L'homme à l'imperméable sortit un grand couteau taché de sang ainsi qu'un poumon prélevé sur un corps humain. Il se mit à rire. Horrifiée, je parvins à trouver la force de courir à nouveau. Il me fallut quelques minutes pour réaliser que l'homme à l'imperméable ne me poursuivait pas. Je tournai dans un couloir à gauche et retrouvai Adeline. Elle était debout, adossée contre un mur et fermait les yeux.

— Pitié ! Ne me faites pas de mal ! gémissait-elle.

— Adeline ! Tout va bien, la rassurai-je. Il n'y a plus personne d'autres que nous.

— Tu es sûre, Noémie ? me demanda-t-elle en ouvrant les yeux.

— Pour l'instant, oui, mais cela ne va probablement pas durer malheureusement. Les fous qui nous pourchassent doivent encore être dans le bâtiment.

— À l'aide ! supplia quelqu'un à l'étage au-dessus.

C'était la voix de Léa. Adeline se précipita dans l'escalier. Je la suivis. Nous retrouvâmes Léa à l'étage au-dessus. Elle était assise par terre, jambes écartées, dans une flaque de sang. Elle regardait devant elle, les yeux écarquillés.

— Je vous en supplie ! Épargnez-moi ! supplia-t-elle. Je ferai tous ce que vous voudrez !

— À qui parles-tu ? voulut savoir Adeline. Il n'y a personne à part nous trois.

Quelqu'un derrière moi m'attrapa par les épaules et me repoussa violemment sur le côté. C'était l'homme à l'imperméable. Il s'avança vers Léa et la saisit par les cheveux tout en sortant en couteau.

— Pourquoi me faites-vous cela ? voulut savoir Léa.

— Je crois que tu t'en doutes déjà, répondit l'homme à l'imperméable avant de la décapiter.

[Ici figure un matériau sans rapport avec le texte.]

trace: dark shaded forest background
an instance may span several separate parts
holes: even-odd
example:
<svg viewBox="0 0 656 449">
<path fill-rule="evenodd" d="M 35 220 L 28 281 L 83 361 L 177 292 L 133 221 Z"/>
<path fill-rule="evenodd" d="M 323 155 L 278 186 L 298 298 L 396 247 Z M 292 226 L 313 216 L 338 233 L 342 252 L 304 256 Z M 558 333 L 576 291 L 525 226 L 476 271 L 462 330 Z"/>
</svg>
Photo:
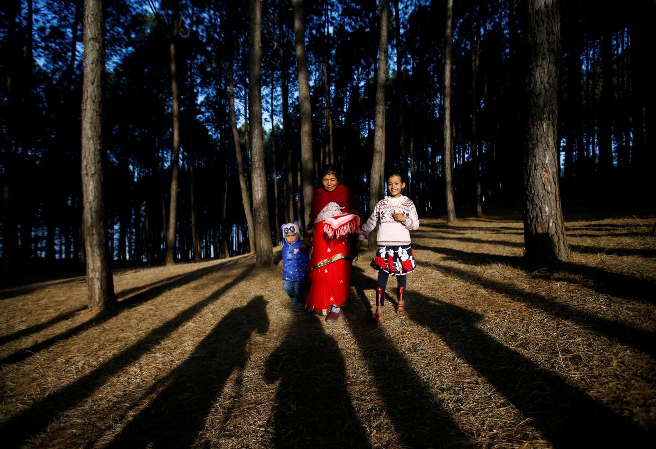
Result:
<svg viewBox="0 0 656 449">
<path fill-rule="evenodd" d="M 407 171 L 420 216 L 445 212 L 444 1 L 392 4 L 385 172 Z M 180 179 L 176 258 L 248 252 L 231 125 L 249 182 L 247 2 L 107 0 L 105 205 L 110 251 L 125 264 L 164 261 L 172 142 L 167 18 L 179 8 Z M 453 186 L 460 215 L 521 209 L 521 0 L 455 2 Z M 366 213 L 374 135 L 378 2 L 303 3 L 315 179 L 342 173 Z M 565 210 L 611 205 L 653 213 L 656 4 L 560 4 L 558 142 Z M 1 10 L 0 97 L 3 272 L 83 269 L 80 105 L 81 0 L 7 0 Z M 272 239 L 302 219 L 298 89 L 291 2 L 262 9 L 262 97 Z M 286 98 L 285 98 L 286 97 Z M 480 194 L 477 193 L 480 179 Z M 193 193 L 192 193 L 193 192 Z M 192 211 L 199 253 L 192 241 Z"/>
</svg>

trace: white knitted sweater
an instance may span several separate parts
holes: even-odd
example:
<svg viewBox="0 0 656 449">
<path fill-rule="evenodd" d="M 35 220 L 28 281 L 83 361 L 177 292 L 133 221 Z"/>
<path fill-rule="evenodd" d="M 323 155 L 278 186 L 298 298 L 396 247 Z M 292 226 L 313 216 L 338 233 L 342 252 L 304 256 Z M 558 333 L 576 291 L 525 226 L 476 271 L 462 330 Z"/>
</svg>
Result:
<svg viewBox="0 0 656 449">
<path fill-rule="evenodd" d="M 405 215 L 405 223 L 394 220 L 395 211 Z M 376 243 L 379 246 L 409 245 L 410 244 L 409 230 L 416 230 L 419 227 L 419 218 L 417 215 L 415 203 L 405 196 L 398 198 L 386 196 L 378 202 L 374 207 L 373 213 L 360 230 L 359 240 L 363 240 L 369 235 L 369 232 L 376 227 L 376 223 L 379 220 L 380 221 L 380 226 L 378 230 Z"/>
</svg>

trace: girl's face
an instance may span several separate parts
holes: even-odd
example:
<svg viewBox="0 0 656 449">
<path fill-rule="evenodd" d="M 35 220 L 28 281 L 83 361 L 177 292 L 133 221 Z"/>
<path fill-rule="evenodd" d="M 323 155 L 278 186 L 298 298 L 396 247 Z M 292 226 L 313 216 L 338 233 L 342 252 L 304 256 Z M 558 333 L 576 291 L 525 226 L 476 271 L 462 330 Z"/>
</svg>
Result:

Il se mit à rire et jeta la tête de Léa en l'air. Celle-ci se mit à voler au-dessus de nous à toute vitesse. L'homme à l'imperméable riait de plus en plus fort. La tête de Léa s'immobilisa juste au-dessus de la mienne. Elle explosa en une pluie de sang m'aspergeant et me recouvrant tout le visage et les épaules ainsi qu'une bonne partie de mes cheveux. Je me mis à hurler de terreur sans pouvoir m'arrêter avant de m'évanouir.

3

Je me réveillai allongée par terre, dans un bureau. J'étais toujours entièrement nue, mais il n'y avait plus la moindre goutte de sang sur moi. Adeline était assise sur une chaise à mes côtés, toujours nue elle aussi si l'on exceptait ses lunettes.

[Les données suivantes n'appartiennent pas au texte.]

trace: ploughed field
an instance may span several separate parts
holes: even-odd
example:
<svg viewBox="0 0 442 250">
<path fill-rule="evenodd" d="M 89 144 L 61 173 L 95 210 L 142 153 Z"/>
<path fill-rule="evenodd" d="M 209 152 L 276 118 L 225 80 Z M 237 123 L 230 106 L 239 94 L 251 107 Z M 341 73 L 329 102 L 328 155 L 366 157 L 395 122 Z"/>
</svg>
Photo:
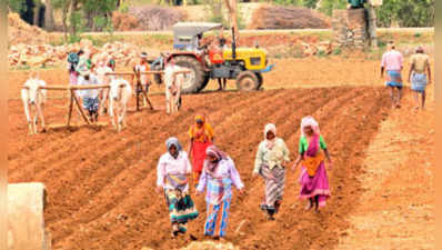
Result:
<svg viewBox="0 0 442 250">
<path fill-rule="evenodd" d="M 16 82 L 23 79 L 12 77 Z M 54 249 L 175 249 L 188 244 L 188 237 L 170 238 L 165 201 L 154 187 L 164 141 L 175 136 L 187 148 L 187 131 L 197 112 L 209 116 L 217 144 L 235 161 L 245 184 L 244 194 L 234 191 L 227 240 L 241 249 L 332 249 L 349 227 L 353 202 L 364 191 L 356 179 L 363 172 L 362 152 L 389 116 L 390 104 L 378 87 L 184 96 L 182 110 L 173 116 L 165 114 L 163 96 L 151 100 L 157 110 L 130 112 L 121 133 L 111 126 L 77 127 L 33 137 L 27 136 L 21 101 L 9 100 L 9 181 L 44 182 L 49 194 L 46 223 Z M 66 100 L 49 100 L 48 123 L 62 123 L 66 114 Z M 332 197 L 320 214 L 304 212 L 304 203 L 298 200 L 300 169 L 288 169 L 280 213 L 275 221 L 268 221 L 259 209 L 263 180 L 251 176 L 263 128 L 268 122 L 277 124 L 294 160 L 300 120 L 308 114 L 320 122 L 334 158 L 334 168 L 328 172 Z M 73 116 L 73 122 L 81 122 L 77 112 Z M 203 196 L 192 198 L 201 214 L 189 224 L 189 232 L 203 240 L 205 202 Z"/>
</svg>

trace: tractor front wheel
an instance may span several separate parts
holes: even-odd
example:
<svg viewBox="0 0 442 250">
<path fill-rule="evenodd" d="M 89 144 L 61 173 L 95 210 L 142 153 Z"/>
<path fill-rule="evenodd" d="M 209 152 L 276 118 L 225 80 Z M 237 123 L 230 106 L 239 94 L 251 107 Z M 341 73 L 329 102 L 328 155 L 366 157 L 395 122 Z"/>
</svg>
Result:
<svg viewBox="0 0 442 250">
<path fill-rule="evenodd" d="M 260 80 L 251 71 L 243 71 L 237 77 L 237 88 L 240 91 L 253 91 L 260 88 Z"/>
</svg>

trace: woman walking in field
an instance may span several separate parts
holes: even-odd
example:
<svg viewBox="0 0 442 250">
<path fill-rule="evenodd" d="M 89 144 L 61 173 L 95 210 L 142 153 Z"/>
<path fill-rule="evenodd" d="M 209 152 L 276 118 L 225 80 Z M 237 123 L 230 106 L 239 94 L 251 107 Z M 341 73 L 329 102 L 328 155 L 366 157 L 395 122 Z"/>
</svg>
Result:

— Noémie, tous ce que l'on a vu semble avoir été des hallucinations, m'informa-t-elle. J'ai vérifié dans les couloirs. Il n'y a plus de cadavres ni la moindre trace de sang.

— Léa est donc peut-être encore en vie, réalisai-je tout en me relevant.

Adeline secoua la tête.

— Léa a disparu, m'expliqua-t-elle. Les personnes qui nous ont vu manifester tout à l'heure affirme qu'il n'y avait que toi et moi. C'est comme si elle n'avait jamais existé.

— C'est impossible ! C'est même elle qui nous a convaincu de venir manifester à la mairie.

Un homme entra dans la pièce.

— Voici Jean, me présenta Adeline. C'est lui qui nous amené dans ce bureau après nous avoir trouvé inconscientes.

— Tu vas mieux, Noémie ? me demanda Jean.

— Oui, répondis-je.

Mon regard se posa sur un portrait accroché au mur.

— Adeline ! Regarde ! m'exclamai-je en le montrant du doigt.

Ce portrait était une photographie de Léa.

— C'est ma défunte sœur Léa, m'expliqua Jean. Elle participait à plein de manifestation, souvent nue, tout comme vous. Un jour, elle a participé à une manifestation qui a déplu à des gens hauts placés. Tous les manifestants ont été exécutés, elle comprise. Elle est morte très précisément à l'endroit où je vous ai trouvé inconscientes. C'était il y a trente ans environs.

Adeline et moi avions donc manifesté aux côtés d'un fantôme.